I’ve been wearing this one all week to see what the hype is about. Trying to find an excuse to buy a bottle, because dang it, it’s #1 on the men’s perfumes chart! I really wanted to give it a chance.

Opens nice enough with the citrusy top. If you dig deep enough you get the listed black tea note with a hint of cinnamon. After 30 minutes or so it dries down to some rather boring, pleasant, clean smell reminiscent of dryer sheets or fabric softener. Any rough edge has been carefully smoothed off. I don’t have much more to say than that. That’s what you get scent-wise.

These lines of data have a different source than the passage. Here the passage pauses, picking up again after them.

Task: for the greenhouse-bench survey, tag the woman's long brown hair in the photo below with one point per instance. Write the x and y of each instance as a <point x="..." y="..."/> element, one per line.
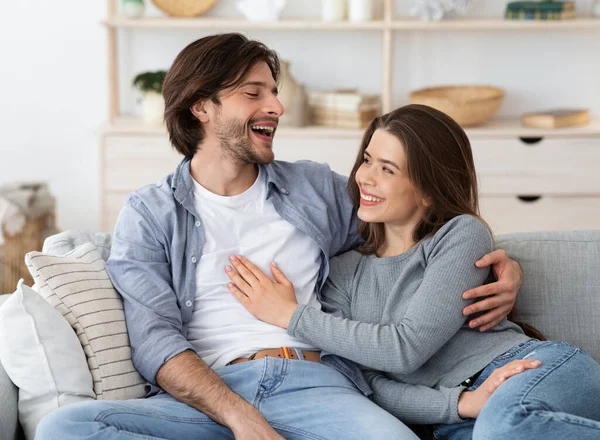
<point x="439" y="162"/>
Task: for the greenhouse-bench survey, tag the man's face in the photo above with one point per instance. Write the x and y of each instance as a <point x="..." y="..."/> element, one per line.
<point x="245" y="122"/>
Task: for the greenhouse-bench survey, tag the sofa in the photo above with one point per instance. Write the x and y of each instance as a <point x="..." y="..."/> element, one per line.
<point x="560" y="295"/>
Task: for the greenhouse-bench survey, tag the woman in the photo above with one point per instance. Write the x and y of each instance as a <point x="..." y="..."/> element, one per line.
<point x="415" y="188"/>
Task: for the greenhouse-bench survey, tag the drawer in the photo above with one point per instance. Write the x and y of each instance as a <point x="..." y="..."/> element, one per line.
<point x="111" y="206"/>
<point x="548" y="165"/>
<point x="131" y="162"/>
<point x="512" y="214"/>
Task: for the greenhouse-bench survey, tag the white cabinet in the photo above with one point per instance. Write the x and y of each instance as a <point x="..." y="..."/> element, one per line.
<point x="537" y="184"/>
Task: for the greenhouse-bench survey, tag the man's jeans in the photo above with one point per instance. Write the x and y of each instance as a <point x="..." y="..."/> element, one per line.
<point x="300" y="399"/>
<point x="559" y="400"/>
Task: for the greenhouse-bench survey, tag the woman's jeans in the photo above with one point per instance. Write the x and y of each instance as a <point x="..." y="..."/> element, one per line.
<point x="559" y="400"/>
<point x="300" y="399"/>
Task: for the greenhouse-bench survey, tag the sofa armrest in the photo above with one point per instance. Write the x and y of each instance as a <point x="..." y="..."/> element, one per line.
<point x="9" y="415"/>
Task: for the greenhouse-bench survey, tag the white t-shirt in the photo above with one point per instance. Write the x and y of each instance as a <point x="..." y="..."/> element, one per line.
<point x="221" y="329"/>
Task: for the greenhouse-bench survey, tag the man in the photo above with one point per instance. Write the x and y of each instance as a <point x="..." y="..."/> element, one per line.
<point x="226" y="374"/>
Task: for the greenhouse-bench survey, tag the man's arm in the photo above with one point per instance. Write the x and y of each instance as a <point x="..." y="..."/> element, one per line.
<point x="140" y="271"/>
<point x="187" y="378"/>
<point x="500" y="296"/>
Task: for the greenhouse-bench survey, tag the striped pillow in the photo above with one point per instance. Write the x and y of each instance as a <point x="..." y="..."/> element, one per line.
<point x="78" y="286"/>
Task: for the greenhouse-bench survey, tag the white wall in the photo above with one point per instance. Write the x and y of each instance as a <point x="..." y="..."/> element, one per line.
<point x="53" y="75"/>
<point x="53" y="71"/>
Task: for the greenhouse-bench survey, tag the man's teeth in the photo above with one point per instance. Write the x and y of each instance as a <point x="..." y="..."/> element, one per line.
<point x="260" y="127"/>
<point x="370" y="198"/>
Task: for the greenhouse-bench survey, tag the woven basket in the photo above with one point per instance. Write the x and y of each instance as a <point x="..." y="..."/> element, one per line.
<point x="467" y="105"/>
<point x="184" y="8"/>
<point x="12" y="252"/>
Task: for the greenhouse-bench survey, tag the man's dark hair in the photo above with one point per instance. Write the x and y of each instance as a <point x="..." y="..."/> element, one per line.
<point x="202" y="70"/>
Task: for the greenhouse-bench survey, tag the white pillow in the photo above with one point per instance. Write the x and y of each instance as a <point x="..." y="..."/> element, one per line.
<point x="77" y="285"/>
<point x="42" y="356"/>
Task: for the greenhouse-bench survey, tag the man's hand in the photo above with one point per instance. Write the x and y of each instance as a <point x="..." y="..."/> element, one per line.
<point x="187" y="378"/>
<point x="254" y="428"/>
<point x="502" y="294"/>
<point x="471" y="402"/>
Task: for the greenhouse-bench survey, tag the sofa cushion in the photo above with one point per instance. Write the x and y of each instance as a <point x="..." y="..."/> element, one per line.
<point x="65" y="242"/>
<point x="42" y="356"/>
<point x="9" y="418"/>
<point x="78" y="286"/>
<point x="561" y="284"/>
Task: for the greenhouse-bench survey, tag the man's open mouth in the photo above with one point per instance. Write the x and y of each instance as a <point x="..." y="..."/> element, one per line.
<point x="263" y="131"/>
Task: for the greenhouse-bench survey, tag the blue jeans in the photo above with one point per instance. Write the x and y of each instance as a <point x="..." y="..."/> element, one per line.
<point x="559" y="400"/>
<point x="300" y="399"/>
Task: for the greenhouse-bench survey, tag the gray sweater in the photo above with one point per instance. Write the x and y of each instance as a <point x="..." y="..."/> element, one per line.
<point x="404" y="324"/>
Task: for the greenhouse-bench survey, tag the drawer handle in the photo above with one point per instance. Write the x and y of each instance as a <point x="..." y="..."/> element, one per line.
<point x="529" y="199"/>
<point x="531" y="141"/>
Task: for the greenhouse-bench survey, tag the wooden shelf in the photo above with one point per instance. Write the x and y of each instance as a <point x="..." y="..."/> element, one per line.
<point x="413" y="24"/>
<point x="219" y="23"/>
<point x="399" y="24"/>
<point x="125" y="125"/>
<point x="510" y="127"/>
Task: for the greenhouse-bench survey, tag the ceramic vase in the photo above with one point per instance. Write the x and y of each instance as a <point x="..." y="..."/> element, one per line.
<point x="133" y="8"/>
<point x="294" y="99"/>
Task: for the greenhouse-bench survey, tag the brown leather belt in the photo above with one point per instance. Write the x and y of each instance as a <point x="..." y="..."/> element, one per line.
<point x="282" y="353"/>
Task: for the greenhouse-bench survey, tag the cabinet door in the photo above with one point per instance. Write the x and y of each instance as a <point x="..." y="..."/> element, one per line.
<point x="529" y="214"/>
<point x="131" y="162"/>
<point x="538" y="166"/>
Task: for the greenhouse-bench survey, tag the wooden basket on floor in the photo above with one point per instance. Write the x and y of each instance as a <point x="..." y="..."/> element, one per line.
<point x="184" y="8"/>
<point x="12" y="252"/>
<point x="467" y="105"/>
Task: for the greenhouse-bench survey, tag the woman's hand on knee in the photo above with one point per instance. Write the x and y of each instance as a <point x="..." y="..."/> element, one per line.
<point x="471" y="402"/>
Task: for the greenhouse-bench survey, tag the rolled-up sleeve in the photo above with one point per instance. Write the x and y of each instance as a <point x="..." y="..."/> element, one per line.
<point x="140" y="271"/>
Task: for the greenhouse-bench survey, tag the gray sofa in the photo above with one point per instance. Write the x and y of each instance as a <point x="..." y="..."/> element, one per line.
<point x="560" y="294"/>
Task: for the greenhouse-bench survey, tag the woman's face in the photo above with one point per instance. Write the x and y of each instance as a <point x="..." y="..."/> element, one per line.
<point x="386" y="193"/>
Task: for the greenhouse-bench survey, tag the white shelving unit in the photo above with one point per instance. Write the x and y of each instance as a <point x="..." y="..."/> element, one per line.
<point x="530" y="179"/>
<point x="386" y="27"/>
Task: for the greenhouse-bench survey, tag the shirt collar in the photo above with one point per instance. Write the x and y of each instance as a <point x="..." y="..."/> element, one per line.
<point x="182" y="184"/>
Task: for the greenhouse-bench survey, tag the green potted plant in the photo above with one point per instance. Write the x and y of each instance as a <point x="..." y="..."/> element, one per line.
<point x="150" y="86"/>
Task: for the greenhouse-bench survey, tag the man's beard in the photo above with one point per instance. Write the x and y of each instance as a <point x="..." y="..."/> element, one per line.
<point x="235" y="142"/>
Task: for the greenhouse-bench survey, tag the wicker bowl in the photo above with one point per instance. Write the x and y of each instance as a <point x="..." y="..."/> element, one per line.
<point x="184" y="8"/>
<point x="467" y="105"/>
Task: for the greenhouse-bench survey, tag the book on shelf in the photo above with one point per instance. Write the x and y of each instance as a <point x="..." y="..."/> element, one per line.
<point x="547" y="5"/>
<point x="344" y="108"/>
<point x="539" y="15"/>
<point x="540" y="10"/>
<point x="342" y="119"/>
<point x="342" y="99"/>
<point x="556" y="118"/>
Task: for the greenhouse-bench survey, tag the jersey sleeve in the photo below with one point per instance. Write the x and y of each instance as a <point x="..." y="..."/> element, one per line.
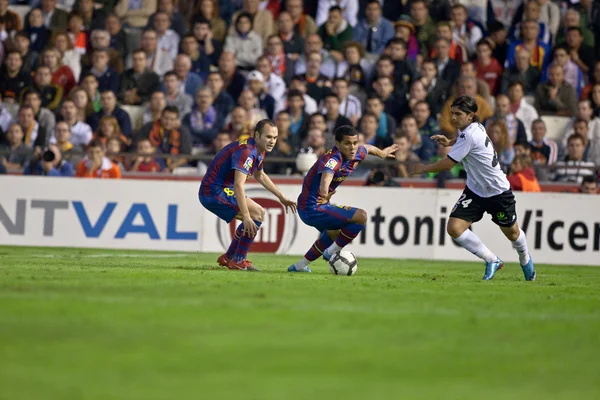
<point x="330" y="163"/>
<point x="461" y="148"/>
<point x="243" y="160"/>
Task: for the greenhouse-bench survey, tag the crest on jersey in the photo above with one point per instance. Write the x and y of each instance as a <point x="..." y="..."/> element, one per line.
<point x="331" y="163"/>
<point x="248" y="163"/>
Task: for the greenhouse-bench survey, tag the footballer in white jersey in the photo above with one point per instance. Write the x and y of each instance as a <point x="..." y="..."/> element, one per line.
<point x="487" y="189"/>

There is nothing here that makes me feel anything. Nothing pulls at my heart. It never says “yes! Wear me today!” Nothing exciting about it, at all. And I think that’s exactly what the kind of people who like this are looking for. And that’s okay! Wear what you like when you like.

I could not imagine (pun intended) a scent more aimed at those looking for a blasé, über-pleasant, non-intrusive-under-any-circumstance, clean, fresh fabric softener smell. If that’s what you’re looking for, look no further. There’s not one person in the world that would find this in any way offensive (or attention-grabbing, for better or worse). It is the antithesis of Kouros and raw animalic ouds. It is, to me and my nose with my experience, the archetype of blah.

In any case, as a collector, it may end up in my collection some day simply because I have nothing else quite like it. For those days that I just want something… meh. Something that doesn’t alter my mood, or make me think, or distract me from the day’s tasks at hand. Heck, I might get it simply to spray down my clothes or bedding after they come out of the dryer. Would be perfectly suitable! Although I’m sure there are cheaper ways to do this…

Disclaimer: this is not intended as either a negative or positive review. It is only my thoughts as they are written down to best describe my personal experience with this perfume.